Chicago -- White supremacist Matt Hale's sentencing for soliciting the murder of a federal judge - originally scheduled for Monday - has been postponed.
U.S. District Judge James Moody delayed the sentencing indefinitely, a court official said Wednesday. The continuance comes as the U.S. Supreme Court in Washington is deciding a consolidated case that could affect how federal judges determine penalties.
The central question in "U.S. v. Booker" and "U.S. v. Fanfan" is whether the judges can increase sentences by considering aggravating factors that weren't presented to jurors. The cases follow a Supreme Court decision earlier this year, "Blakely v. Washington," which barred state judges from weighing such information because it violates the Sixth Amendment to the U.S. Constitution.
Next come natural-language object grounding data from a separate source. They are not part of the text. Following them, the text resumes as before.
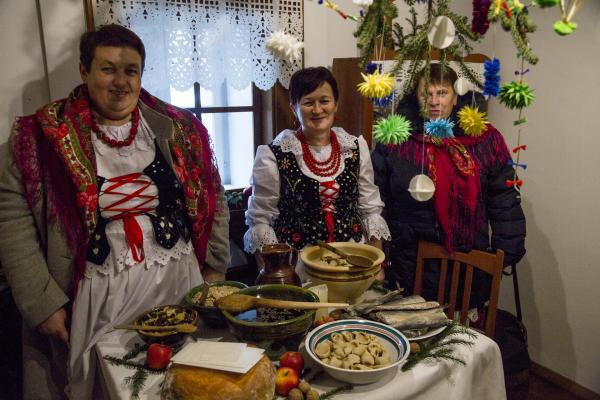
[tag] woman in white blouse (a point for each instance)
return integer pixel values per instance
(110, 205)
(315, 182)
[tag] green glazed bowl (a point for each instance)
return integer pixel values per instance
(278, 336)
(211, 315)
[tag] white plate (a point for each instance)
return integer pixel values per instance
(427, 335)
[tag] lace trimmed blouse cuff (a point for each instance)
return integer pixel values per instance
(257, 236)
(376, 227)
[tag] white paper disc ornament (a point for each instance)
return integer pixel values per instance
(421, 187)
(441, 33)
(462, 86)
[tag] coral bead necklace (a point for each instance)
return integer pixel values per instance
(321, 168)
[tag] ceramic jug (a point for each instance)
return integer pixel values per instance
(278, 263)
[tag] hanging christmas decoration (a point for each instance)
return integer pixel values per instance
(491, 75)
(284, 46)
(479, 22)
(376, 85)
(394, 129)
(421, 187)
(439, 128)
(472, 121)
(516, 95)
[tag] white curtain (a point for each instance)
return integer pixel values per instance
(207, 41)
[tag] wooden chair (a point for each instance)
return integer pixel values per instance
(492, 264)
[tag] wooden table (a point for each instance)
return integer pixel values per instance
(481, 378)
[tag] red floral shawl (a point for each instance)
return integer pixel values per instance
(53, 152)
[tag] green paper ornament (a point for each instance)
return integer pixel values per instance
(395, 129)
(564, 28)
(516, 95)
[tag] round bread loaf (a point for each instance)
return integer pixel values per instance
(193, 383)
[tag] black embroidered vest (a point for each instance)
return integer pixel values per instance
(301, 220)
(169, 220)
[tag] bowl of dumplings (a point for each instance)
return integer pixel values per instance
(357, 351)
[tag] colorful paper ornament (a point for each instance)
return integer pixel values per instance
(421, 187)
(491, 83)
(394, 129)
(284, 46)
(376, 85)
(472, 121)
(439, 128)
(441, 32)
(516, 95)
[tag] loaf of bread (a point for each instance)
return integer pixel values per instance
(193, 383)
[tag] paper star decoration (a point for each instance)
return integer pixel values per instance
(376, 85)
(472, 121)
(516, 95)
(284, 46)
(439, 128)
(394, 129)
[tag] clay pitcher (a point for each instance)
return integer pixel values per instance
(278, 261)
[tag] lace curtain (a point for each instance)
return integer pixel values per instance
(207, 41)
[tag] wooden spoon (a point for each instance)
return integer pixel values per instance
(354, 259)
(182, 328)
(236, 303)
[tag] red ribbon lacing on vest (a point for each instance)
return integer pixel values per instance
(328, 192)
(133, 232)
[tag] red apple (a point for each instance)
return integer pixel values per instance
(158, 356)
(292, 359)
(285, 380)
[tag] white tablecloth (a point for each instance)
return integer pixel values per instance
(481, 378)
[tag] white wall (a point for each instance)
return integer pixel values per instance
(560, 274)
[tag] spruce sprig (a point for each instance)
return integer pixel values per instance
(441, 347)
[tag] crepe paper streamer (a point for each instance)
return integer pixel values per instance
(441, 32)
(284, 46)
(564, 28)
(515, 165)
(514, 183)
(491, 83)
(545, 3)
(516, 95)
(376, 85)
(472, 121)
(384, 101)
(439, 128)
(330, 4)
(479, 22)
(363, 3)
(395, 129)
(520, 121)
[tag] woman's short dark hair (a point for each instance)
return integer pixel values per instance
(108, 35)
(307, 80)
(439, 75)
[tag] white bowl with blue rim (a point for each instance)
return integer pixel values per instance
(391, 339)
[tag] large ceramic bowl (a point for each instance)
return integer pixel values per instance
(344, 284)
(210, 314)
(166, 315)
(394, 342)
(276, 331)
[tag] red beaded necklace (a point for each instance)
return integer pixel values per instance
(135, 120)
(321, 168)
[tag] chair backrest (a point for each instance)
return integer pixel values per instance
(486, 262)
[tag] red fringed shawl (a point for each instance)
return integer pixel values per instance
(454, 164)
(53, 152)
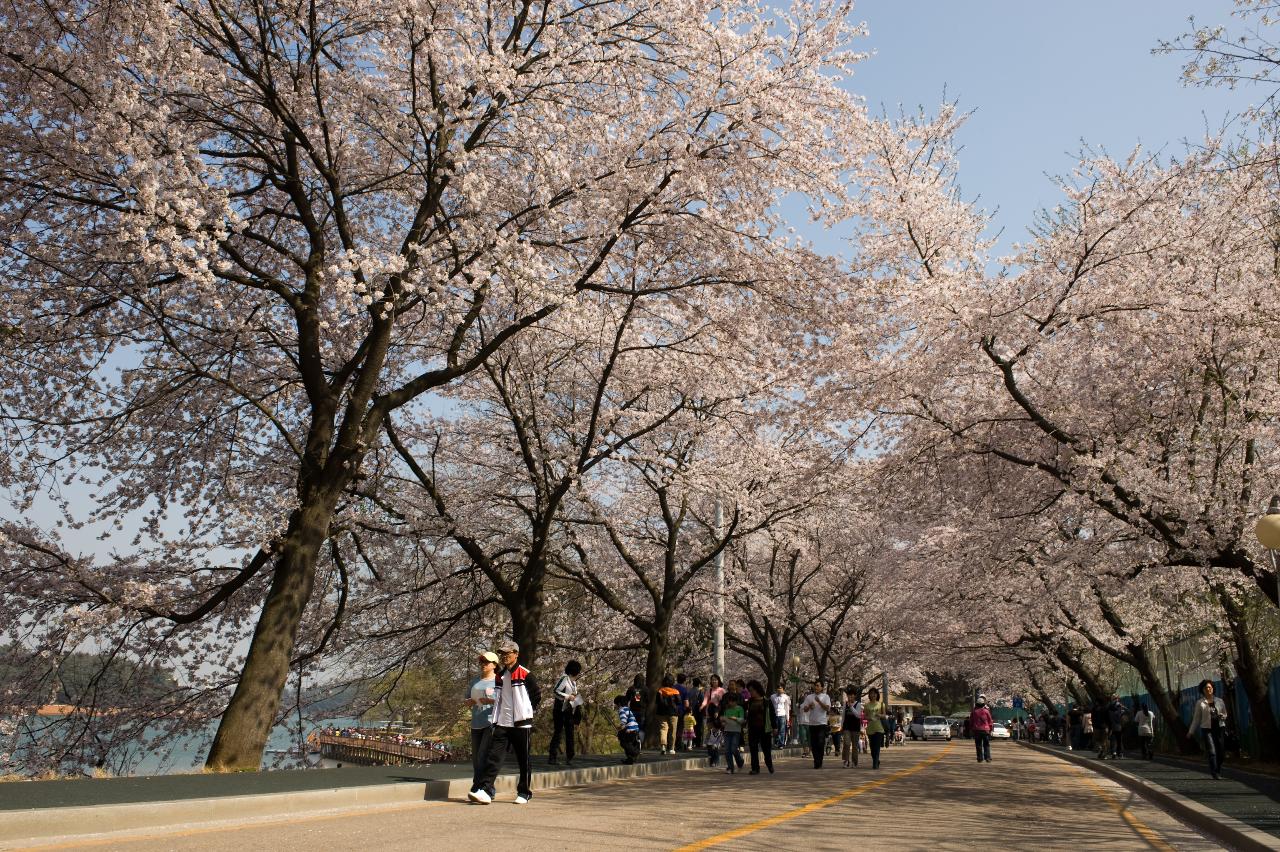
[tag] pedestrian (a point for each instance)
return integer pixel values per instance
(696, 706)
(874, 713)
(759, 727)
(1101, 732)
(781, 702)
(1074, 719)
(851, 722)
(516, 699)
(670, 708)
(685, 708)
(714, 741)
(565, 714)
(1208, 722)
(981, 724)
(732, 718)
(835, 727)
(480, 697)
(713, 697)
(629, 729)
(638, 699)
(816, 706)
(1146, 722)
(1115, 720)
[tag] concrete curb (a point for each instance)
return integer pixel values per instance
(46, 825)
(1225, 829)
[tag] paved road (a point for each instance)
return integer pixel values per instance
(927, 796)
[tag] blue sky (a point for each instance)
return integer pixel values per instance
(1042, 77)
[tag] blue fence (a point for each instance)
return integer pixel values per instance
(1242, 722)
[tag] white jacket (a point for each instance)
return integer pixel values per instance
(1202, 718)
(816, 709)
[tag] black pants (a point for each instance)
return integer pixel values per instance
(562, 725)
(1212, 743)
(503, 738)
(982, 742)
(817, 743)
(759, 740)
(480, 738)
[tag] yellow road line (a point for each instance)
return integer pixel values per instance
(1143, 830)
(812, 806)
(238, 827)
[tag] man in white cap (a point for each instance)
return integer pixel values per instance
(516, 699)
(480, 700)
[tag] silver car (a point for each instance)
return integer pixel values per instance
(931, 728)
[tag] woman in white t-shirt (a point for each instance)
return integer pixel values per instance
(1208, 723)
(1146, 722)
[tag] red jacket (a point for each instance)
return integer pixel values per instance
(981, 719)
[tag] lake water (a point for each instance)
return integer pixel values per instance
(187, 754)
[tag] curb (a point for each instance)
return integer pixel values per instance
(42, 825)
(1217, 825)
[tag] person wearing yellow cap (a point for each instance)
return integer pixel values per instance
(480, 700)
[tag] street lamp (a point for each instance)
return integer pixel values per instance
(1267, 530)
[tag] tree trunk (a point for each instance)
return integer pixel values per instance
(1253, 677)
(247, 720)
(1092, 685)
(526, 622)
(776, 673)
(1160, 696)
(654, 667)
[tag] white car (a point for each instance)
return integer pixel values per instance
(932, 728)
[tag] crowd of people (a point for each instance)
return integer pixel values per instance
(727, 720)
(730, 719)
(1107, 727)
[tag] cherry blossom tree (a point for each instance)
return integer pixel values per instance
(238, 237)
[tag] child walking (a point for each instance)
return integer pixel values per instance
(629, 729)
(734, 717)
(714, 742)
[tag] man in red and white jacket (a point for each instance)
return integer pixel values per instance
(516, 699)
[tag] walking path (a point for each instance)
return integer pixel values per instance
(928, 796)
(1252, 804)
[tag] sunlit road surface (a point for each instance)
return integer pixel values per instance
(926, 796)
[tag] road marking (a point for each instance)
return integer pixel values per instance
(1143, 830)
(237, 827)
(813, 806)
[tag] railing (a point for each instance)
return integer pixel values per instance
(379, 751)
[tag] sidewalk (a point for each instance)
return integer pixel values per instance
(42, 811)
(1229, 810)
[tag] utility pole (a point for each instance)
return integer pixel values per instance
(720, 592)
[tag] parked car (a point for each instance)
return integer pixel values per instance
(929, 728)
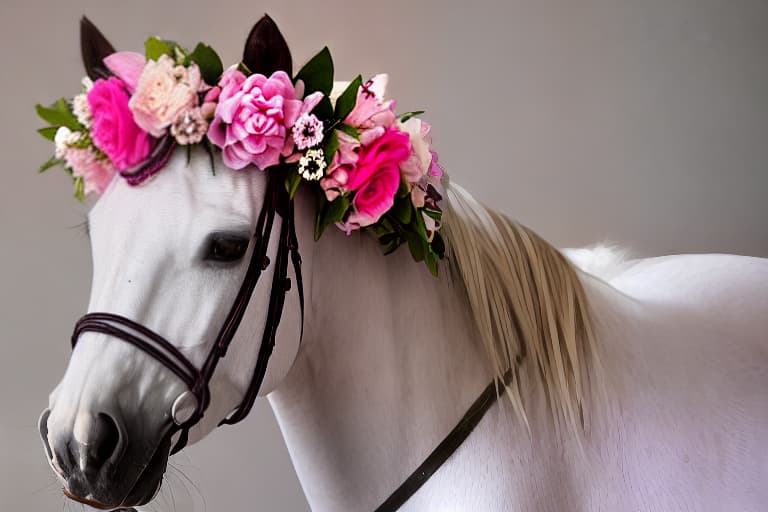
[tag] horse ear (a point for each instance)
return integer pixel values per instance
(266, 50)
(94, 47)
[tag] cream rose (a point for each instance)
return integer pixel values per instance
(163, 93)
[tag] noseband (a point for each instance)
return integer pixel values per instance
(276, 201)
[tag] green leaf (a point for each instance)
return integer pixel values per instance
(402, 210)
(408, 115)
(241, 67)
(79, 189)
(292, 182)
(435, 214)
(331, 147)
(416, 245)
(405, 188)
(431, 261)
(49, 132)
(346, 102)
(349, 130)
(154, 47)
(209, 63)
(59, 114)
(317, 74)
(52, 162)
(333, 211)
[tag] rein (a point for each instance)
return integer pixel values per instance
(197, 380)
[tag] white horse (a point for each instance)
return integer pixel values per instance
(645, 390)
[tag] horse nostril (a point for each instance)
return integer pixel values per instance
(104, 440)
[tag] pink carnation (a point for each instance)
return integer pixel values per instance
(96, 173)
(374, 178)
(253, 118)
(113, 129)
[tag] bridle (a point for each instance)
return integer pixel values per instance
(276, 202)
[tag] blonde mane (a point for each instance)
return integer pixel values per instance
(528, 304)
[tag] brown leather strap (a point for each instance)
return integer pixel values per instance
(447, 447)
(276, 202)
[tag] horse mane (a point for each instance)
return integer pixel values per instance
(528, 305)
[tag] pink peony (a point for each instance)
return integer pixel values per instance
(375, 177)
(343, 163)
(163, 93)
(253, 118)
(97, 173)
(419, 163)
(370, 109)
(113, 129)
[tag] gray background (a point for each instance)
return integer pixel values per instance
(640, 122)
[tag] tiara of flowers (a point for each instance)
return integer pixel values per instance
(370, 168)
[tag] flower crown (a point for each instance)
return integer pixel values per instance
(371, 169)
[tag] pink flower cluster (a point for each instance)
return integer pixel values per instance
(254, 117)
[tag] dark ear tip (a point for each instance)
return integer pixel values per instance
(266, 50)
(94, 47)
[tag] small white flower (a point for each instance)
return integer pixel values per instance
(312, 165)
(64, 139)
(190, 127)
(82, 109)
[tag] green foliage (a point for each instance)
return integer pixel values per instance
(52, 162)
(349, 130)
(408, 115)
(292, 181)
(330, 212)
(317, 74)
(79, 189)
(331, 146)
(208, 61)
(49, 132)
(346, 102)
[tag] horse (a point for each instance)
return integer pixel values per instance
(625, 384)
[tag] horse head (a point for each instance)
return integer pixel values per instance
(170, 256)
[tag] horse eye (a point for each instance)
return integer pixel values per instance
(225, 247)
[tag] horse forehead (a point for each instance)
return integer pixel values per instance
(193, 188)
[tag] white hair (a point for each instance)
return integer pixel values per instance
(528, 304)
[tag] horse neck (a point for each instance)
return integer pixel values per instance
(389, 364)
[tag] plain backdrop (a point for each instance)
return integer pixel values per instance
(640, 122)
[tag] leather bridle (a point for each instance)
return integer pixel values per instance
(276, 202)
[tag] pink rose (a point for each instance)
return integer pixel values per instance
(163, 93)
(113, 130)
(96, 173)
(375, 177)
(253, 119)
(419, 161)
(370, 109)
"Some lawyers have called this the biggest Supreme Court case since Miranda. That may well be true," said Chicago defense attorney Robert Loeb, citing the landmark 1966 decision that obligated police to tell arrestees of their rights. Loeb said he is sitting on three to four federal sentencings while awaiting the high court's ruling.
Federal prosecutors earlier indicated they would seek sentencing enhancements for Hale, 33, an East Peorian who faces several years behind bars. A jury in April convicted him of encouraging a bodyguard - actually an FBI mole - in late 2002 to kill U.S. District Judge Joan Lefkow, who oversaw a trademark-infringement lawsuit in Chicago that Hale lost on appeal. Hale also was convicted of three counts of obstructing justice.
He has been in federal custody since January 2003 and is now serving as his own attorney. Hale is the former "pontifex maximus," or leader, of the defunct World Church of the Creator, an organization that considered non-whites and Jews inferior.
Hale follower Benjamin Smith went on a July 1999 shooting rampage that left two minorities dead and several wounded. Smith killed himself as police closed in.